More and more literature support that the timing of the central nerve system is more troubled in patients diagnosed with ADHD, dyslexia, autism, reading difficulties and Parkinson’s. Brain damage and brain stroke could also disturb the timing. 

What do we mean by timing, and how does timing affect the body? 


Timing is the ability to control vital processes in our body, in the most precise way possible. Our brain plans, controls, coordinates, carries out and adjusts everything we do, down to every tiny detail, every second of the day; For instance, write something on a piece of paper, jump over a small pond, read and adapt information, concentrate, balance, relax and train. If the brain functions in a way which is not corresponding with the reality or requirements to be fulfilled, this could be a challenge which is hard to deal with on our own. 

How is the training functioning? 

By training the timing with help from the Interactive Metronome and at the same time performing functional neurological rehabilitation or treatment, we address the deficient timing and the communication within and between regions of the brain, underlying in these patients. This will lead to a more efficient treatment, and better results. 


A training process consists of 15 sessions in total, each of 30 minutes. We recommend 1-3 sessions a week, to be able to finish the training within a period of 5-8 weeks. For patients coming from other parts of the country, the program could be split up into more intensive sessions, five times a week. It is possible to adjust specifically to get the most out of the training. 

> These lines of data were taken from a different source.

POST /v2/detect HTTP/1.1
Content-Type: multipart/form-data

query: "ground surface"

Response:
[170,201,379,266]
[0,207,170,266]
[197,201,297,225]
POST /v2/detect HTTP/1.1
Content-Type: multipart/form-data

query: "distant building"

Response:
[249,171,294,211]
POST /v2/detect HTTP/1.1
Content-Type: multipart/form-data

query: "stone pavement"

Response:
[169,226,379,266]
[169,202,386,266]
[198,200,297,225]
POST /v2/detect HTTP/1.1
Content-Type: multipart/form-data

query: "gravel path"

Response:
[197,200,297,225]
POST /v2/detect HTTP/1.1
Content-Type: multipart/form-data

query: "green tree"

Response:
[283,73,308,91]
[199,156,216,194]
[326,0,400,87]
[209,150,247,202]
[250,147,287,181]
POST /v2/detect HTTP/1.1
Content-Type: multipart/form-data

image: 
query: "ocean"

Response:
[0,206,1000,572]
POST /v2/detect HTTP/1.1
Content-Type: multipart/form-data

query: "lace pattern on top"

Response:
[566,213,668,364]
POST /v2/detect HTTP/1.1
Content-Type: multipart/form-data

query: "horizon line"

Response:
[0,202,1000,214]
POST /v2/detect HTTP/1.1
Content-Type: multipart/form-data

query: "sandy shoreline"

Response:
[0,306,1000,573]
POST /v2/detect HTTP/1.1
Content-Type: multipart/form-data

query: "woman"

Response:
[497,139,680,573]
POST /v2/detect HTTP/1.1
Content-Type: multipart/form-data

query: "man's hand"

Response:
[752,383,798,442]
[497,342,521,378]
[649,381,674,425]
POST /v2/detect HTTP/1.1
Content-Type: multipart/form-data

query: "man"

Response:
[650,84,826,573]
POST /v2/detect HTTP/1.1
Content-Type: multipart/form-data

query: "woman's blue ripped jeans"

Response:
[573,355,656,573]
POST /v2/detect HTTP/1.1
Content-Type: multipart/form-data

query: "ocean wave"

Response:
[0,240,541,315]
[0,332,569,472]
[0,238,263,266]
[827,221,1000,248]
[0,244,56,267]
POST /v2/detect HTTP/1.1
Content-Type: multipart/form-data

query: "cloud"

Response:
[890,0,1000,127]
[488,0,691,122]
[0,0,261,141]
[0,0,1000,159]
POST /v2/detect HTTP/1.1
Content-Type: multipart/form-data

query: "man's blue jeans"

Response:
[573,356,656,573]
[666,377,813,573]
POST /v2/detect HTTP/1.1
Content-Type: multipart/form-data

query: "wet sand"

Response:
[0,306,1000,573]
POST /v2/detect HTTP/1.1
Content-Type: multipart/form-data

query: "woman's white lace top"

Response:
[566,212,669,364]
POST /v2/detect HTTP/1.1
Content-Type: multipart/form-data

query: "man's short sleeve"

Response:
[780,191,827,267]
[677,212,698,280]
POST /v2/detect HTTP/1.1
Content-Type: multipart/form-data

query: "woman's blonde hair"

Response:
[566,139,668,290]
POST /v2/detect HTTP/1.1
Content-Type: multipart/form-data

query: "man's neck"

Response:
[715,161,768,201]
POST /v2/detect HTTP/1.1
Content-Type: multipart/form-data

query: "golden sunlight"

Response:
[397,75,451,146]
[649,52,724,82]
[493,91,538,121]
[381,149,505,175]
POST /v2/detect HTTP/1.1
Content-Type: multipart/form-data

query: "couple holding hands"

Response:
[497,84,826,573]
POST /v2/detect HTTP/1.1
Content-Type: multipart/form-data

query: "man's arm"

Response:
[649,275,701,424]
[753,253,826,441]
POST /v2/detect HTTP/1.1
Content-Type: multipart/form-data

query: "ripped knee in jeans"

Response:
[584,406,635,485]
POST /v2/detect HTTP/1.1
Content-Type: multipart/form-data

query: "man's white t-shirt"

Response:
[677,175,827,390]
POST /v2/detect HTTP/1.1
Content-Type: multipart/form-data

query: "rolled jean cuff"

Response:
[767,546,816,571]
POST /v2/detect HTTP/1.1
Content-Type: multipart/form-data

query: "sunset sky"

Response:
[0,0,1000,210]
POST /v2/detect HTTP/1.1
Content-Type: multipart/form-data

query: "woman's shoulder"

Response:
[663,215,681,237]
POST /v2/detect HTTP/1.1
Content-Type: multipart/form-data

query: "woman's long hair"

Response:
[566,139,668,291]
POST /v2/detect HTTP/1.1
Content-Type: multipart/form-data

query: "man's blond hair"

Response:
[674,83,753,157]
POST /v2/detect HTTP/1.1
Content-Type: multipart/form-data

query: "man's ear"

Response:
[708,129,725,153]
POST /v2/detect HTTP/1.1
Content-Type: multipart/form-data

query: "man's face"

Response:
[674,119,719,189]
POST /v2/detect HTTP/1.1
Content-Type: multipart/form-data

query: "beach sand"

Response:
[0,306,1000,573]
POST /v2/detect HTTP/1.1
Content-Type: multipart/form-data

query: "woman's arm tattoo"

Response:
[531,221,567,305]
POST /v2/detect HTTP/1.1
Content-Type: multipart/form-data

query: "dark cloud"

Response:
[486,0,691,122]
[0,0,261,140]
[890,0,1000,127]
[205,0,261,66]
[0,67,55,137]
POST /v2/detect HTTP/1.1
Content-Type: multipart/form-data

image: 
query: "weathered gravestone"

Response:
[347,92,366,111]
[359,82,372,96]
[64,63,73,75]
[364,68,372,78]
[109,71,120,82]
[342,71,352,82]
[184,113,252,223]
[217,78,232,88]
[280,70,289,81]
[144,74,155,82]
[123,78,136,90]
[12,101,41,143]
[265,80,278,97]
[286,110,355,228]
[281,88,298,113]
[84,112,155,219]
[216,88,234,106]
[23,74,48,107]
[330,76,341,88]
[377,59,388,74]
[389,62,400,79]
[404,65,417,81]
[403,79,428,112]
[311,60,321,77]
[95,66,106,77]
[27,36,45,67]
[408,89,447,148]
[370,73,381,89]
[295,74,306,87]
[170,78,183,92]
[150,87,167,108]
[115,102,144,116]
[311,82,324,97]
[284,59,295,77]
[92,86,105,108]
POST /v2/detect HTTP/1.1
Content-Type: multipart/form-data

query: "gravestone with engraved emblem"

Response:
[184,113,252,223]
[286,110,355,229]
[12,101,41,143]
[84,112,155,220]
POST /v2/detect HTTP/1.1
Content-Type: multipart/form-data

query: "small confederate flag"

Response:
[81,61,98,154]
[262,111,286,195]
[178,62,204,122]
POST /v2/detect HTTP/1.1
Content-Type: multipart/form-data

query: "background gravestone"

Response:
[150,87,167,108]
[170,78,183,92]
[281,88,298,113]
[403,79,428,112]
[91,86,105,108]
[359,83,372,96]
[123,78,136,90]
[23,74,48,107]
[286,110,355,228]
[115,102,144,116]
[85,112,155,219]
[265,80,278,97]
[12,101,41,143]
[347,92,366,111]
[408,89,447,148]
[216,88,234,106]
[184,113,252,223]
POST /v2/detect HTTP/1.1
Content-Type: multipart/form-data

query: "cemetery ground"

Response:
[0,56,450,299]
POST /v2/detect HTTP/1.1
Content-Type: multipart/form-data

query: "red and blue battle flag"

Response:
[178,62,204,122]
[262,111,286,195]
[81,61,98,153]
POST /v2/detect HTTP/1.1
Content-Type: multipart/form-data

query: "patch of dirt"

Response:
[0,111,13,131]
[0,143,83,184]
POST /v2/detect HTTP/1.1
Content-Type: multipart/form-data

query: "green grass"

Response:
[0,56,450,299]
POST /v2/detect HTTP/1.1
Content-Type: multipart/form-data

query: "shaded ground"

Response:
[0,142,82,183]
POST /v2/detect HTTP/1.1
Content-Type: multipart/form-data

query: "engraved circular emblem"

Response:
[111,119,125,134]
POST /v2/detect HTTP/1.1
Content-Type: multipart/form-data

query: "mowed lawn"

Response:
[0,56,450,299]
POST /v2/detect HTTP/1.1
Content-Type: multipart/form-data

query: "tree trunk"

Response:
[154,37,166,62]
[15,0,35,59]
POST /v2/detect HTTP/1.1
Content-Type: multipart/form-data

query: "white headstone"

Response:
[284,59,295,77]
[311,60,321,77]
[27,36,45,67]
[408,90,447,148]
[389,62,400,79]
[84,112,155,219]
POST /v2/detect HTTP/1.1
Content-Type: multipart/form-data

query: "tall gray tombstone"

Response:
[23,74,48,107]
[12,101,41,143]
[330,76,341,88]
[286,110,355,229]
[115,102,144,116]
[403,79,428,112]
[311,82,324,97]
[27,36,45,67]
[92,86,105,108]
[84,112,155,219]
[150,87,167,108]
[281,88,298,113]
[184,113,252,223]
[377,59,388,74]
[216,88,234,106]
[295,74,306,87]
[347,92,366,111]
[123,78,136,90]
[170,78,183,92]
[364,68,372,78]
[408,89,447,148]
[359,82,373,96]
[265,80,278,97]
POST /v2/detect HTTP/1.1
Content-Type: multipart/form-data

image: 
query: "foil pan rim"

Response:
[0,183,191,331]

Who could use the Interactive Metronome? 

We have a lower age limit of 6 years to be allowed to train with the Interactive Metronome. Additionally, the patient must have a good hearing on both ears, and also be able to use both arms and feet. There are no requirements as to body control and coordination, nor having a specific diagnosis. 

Effects from the training 


  • Increased focus 

  • More attentive 

  • Increased ability to concentrate 

  • Improved language usage 

  • Improved academic ability to high-speed reading and writing with fewer failures and better flow, more understanding of mathematics 

  • Improved anger and impulsivity control 

  • More accurate movements (coordination) 


The reaction of the training will vary. While some will feel the changes only a short wile into the training process, others will register a progress some weeks after the training is terminated. This is because it takes some time before the brain is able to absorb the changes from the training.